Contrairement au régime des baux d’habitation, le statut des baux professionnels et d’autant plus celui des baux commerciaux ne prévoit aucune répartition générale des travaux et des charges.

La liberté contractuelle est donc tout à fait d’actualité et n’empêche en rien les parties de faire explicitement référence (même si cela reste exceptionnel) aux décrets du 26/08/87 qui sont en principe spécifiques aux baux d’habitation :

> Dans un arrêt de principe du 03/10/12, les juges ont validé ce dispositif.

En général, ce n’est pas du tout ce dispositif qui est mis en place et 2 situations sont alors susceptibles d’être identifiées :

1ere situation :

Le bail mentionne la répartition usuelle des charges mais reste muet pour la répartition des travaux.
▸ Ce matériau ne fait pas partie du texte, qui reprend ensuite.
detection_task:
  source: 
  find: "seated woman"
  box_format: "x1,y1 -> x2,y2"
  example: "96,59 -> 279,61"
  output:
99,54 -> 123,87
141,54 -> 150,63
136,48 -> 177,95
Dans ce cas,  la cour de cassation applique le partage des obligations suivantes :

-          Les gros travaux aux bailleurs

-          Entretien courant/ menues réparations aux locataires

2ème situation :

Une clause expresse et non équivoque prévoit un transfert partiel ou total au dépend du locataire des obligations pesant sur le bailleur.

Pour autant, le bailleur n’est pas en mesure de transférer au dépend du locataire son obligation préalable de délivrance du bien conforme à sa destination.  (Que la jurisprudence analyse comme une obligation continue durant toute la durée du bail et certainement pas instantanée)
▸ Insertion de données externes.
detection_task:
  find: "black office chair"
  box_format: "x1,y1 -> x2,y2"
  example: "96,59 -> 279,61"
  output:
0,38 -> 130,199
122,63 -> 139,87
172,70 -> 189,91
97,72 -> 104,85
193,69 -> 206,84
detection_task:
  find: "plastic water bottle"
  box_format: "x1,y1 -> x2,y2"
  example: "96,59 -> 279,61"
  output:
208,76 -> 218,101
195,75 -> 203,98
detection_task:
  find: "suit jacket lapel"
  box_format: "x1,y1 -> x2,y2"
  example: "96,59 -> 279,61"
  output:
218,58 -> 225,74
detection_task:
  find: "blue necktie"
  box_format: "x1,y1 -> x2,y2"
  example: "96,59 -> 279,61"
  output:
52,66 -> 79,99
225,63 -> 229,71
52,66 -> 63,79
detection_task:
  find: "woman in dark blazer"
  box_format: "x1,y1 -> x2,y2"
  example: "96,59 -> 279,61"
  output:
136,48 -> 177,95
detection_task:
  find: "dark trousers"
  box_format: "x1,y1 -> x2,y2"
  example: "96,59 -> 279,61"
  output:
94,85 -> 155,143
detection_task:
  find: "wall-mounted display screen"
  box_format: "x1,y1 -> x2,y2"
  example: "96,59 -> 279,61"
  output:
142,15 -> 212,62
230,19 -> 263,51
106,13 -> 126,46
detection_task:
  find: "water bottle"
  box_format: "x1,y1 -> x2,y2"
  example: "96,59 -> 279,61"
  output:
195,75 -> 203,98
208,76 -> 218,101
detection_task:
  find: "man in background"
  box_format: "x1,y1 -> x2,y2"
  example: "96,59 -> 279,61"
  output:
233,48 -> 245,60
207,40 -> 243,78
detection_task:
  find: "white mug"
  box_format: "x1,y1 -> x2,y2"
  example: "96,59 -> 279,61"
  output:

Cas particulier des charges

 Il existe des charges qui incombent dans tous les cas, aux locataires et d’autres qui sont susceptibles de lui être contractuellement répercutées.
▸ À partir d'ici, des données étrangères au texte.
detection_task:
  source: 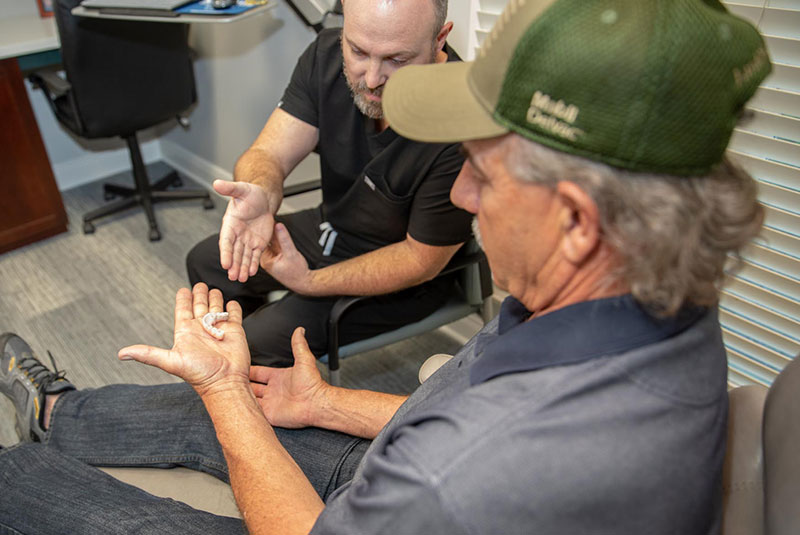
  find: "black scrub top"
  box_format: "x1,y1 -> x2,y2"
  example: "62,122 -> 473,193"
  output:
279,29 -> 471,257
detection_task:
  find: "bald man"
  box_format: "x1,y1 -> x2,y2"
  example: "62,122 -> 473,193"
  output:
186,0 -> 469,367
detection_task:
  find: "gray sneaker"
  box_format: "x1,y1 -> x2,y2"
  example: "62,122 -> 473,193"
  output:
0,333 -> 75,442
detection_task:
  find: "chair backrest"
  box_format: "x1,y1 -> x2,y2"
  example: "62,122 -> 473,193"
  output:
456,238 -> 494,306
763,356 -> 800,535
53,0 -> 196,138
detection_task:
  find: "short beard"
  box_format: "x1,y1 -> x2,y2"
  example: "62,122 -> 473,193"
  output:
472,217 -> 483,249
342,61 -> 383,120
339,37 -> 436,120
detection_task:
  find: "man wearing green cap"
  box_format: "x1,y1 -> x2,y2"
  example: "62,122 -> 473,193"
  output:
0,0 -> 770,535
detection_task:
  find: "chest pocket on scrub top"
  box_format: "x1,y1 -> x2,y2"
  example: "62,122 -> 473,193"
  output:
347,172 -> 413,245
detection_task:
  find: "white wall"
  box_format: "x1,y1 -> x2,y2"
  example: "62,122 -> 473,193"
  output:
161,2 -> 315,185
25,0 -> 474,190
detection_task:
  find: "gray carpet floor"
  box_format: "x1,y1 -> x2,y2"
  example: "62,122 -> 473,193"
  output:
0,163 -> 461,446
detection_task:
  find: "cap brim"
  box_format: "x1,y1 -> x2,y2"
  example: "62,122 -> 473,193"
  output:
383,62 -> 508,143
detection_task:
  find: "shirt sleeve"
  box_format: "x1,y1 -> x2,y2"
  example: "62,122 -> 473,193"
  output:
408,144 -> 472,246
278,38 -> 319,127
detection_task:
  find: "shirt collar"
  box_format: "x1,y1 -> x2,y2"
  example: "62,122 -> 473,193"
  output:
470,294 -> 705,385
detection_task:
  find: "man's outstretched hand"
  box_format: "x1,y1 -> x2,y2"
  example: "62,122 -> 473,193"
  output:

Exemple de charges usuelles :

-          Le remboursement des fournitures individuelles de fluides ou de consommation d’eau, chauffage, électricité,

-          Les prestations collectives dont bénéficient le locataire, à savoir l’entretien, le nettoyage, l’éclairage, le gardiennage et même l’entretien de l’ascenseur.

Attention :

Une quote-part des charges relatives aux parties communes nécessite une mention expresse dans le corps du bail. Dans le cas contraire, le locataire ne n’en est pas redevable.

-          Les taxes dites locatives (taxe balayage dont le montant vient d’être augmenté de façon significative), taxe d’assainissement, TEOM.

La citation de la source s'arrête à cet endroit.